Maybe it’s California’s iconic geography, the diversity and beauty stretching from alpine vistas to parched desert to productive farmland to cool, misty coastland. Or its Mediterranean climate and unpredictable rainfall.
“When you look at California, you have all these different geographic areas, and there are a lot of different policy ideas that come out of these regions,” said Matt Fleming, a spokesman for the California Republican Party.
While the GOP may have a reputation of being pro-business and anti-environment, Fleming says all candidates in California want clean air, clean drinking water, trails to hike and beaches for people to go to.
But the parties differ on how to best secure those desires.
Katie Hill, running for Congress as a Democrat in California’s 25th District – the traditionally conservative LA suburb of Simi Valley – makes clear in her campaign literature and on Twitter that she intends to use the environment as a wedge issue.

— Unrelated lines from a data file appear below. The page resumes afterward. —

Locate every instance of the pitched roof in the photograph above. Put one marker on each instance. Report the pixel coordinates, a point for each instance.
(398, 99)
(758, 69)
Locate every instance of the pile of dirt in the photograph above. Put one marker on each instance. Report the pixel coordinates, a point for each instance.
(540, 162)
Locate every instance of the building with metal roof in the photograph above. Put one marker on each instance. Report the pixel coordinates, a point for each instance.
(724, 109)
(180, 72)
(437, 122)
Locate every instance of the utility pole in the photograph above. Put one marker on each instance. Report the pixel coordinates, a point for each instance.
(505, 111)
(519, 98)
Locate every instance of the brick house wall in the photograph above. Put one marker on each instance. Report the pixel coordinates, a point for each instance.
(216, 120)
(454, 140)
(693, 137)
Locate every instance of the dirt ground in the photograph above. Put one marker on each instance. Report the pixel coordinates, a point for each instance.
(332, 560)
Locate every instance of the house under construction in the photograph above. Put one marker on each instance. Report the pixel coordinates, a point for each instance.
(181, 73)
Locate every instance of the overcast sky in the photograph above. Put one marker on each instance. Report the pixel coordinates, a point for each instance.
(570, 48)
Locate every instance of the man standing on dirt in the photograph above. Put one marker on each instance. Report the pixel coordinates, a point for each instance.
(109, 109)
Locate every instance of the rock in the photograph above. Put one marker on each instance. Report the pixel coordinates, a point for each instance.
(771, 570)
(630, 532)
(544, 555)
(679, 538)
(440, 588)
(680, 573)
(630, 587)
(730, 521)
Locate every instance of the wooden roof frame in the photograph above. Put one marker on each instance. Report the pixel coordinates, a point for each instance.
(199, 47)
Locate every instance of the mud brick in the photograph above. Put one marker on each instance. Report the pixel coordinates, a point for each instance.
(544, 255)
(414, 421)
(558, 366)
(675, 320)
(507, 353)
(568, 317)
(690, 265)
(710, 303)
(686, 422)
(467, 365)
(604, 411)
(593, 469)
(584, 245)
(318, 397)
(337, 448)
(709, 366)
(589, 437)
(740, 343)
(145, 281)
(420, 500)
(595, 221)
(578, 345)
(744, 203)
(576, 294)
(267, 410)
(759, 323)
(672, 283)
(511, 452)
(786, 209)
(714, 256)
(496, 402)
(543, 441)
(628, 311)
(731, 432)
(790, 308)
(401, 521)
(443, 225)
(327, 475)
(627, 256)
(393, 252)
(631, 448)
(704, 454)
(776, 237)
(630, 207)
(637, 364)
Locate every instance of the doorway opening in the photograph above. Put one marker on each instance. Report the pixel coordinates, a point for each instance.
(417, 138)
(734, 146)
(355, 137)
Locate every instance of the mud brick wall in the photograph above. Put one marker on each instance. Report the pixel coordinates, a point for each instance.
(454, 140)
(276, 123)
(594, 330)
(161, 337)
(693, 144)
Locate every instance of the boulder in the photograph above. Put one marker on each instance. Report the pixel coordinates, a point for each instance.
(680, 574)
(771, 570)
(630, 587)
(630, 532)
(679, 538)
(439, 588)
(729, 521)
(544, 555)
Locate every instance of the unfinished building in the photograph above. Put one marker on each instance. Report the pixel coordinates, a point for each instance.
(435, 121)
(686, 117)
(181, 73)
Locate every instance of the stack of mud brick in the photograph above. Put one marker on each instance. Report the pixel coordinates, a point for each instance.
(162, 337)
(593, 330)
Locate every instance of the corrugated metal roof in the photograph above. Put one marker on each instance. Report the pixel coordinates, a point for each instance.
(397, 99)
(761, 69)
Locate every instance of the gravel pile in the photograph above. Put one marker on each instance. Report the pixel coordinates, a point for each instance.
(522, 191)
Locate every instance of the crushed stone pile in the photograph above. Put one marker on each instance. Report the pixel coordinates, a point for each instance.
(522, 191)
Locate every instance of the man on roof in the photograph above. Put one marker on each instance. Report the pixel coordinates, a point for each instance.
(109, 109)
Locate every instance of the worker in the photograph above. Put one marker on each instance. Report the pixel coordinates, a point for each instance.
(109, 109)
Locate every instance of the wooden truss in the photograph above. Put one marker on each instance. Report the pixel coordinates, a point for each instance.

“Sensible environmental policy,” she wrote in one tweet in which she shared a recent news story linking California’s ongoing wildfire crisis with climate change.

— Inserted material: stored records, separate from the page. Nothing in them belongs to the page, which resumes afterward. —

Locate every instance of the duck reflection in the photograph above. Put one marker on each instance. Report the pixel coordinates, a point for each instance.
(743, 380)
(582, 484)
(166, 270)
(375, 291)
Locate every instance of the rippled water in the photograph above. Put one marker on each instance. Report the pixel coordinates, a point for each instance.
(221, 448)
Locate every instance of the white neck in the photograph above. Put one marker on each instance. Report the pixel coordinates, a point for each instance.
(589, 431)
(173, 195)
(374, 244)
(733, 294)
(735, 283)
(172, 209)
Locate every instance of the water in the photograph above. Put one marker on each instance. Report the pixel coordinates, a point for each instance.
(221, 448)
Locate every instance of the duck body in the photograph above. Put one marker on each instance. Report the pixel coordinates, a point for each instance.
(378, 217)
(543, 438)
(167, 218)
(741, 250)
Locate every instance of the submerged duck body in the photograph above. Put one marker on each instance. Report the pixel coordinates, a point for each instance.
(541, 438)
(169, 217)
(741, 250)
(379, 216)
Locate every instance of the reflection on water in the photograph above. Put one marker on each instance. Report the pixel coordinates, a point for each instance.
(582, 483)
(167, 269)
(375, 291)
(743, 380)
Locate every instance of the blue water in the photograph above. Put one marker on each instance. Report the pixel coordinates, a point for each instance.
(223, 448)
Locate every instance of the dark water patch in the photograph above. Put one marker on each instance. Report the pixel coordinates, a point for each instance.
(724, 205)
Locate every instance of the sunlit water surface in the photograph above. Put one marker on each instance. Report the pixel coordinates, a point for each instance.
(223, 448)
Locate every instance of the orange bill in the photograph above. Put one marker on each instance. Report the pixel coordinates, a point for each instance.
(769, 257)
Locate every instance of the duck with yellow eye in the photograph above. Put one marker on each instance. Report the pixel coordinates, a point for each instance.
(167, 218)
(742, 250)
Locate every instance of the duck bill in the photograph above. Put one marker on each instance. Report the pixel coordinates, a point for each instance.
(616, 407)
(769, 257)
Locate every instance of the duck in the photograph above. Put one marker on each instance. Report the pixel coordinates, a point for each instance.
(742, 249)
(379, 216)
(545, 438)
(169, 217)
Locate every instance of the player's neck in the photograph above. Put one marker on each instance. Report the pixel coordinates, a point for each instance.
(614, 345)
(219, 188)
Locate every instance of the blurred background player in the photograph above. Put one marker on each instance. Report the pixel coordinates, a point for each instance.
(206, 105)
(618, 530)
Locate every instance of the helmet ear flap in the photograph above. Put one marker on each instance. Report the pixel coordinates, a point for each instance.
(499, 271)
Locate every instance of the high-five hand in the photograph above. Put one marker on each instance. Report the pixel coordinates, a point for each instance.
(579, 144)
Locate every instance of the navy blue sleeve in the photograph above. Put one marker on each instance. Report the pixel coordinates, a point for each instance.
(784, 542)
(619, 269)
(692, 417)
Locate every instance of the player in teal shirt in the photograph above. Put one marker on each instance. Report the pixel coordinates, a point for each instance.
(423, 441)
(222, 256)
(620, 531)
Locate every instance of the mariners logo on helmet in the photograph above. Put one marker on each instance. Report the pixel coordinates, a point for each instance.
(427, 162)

Incumbent Steve Knight, meanwhile, must fend off his opposition’s claims that he’s overly friendly with the oil and gas industry at the expense of a warming planet. The Sierra Club has taken out several ads on the Los Angeles Times website attacking the two-term congressman.
The organization points to Knight’s vote to block the U.S. Environmental Protection Agency’s implementation of the methane rule, which would significantly reduce air pollution and greenhouse gas emissions. Knight has also voted against climate change legislation and publicly states he is against any type of carbon tax, the group says.
“Steve Knight has repeatedly voted to put polluter interests above the people he represents by undermining clean air and climate action policies that would benefit everyone,” said Matthew Gravatt, Sierra Club’s associate legislative director. “In fact, it seems like he cares more about helping carbon, methane and air pollution prosper than our own kids.”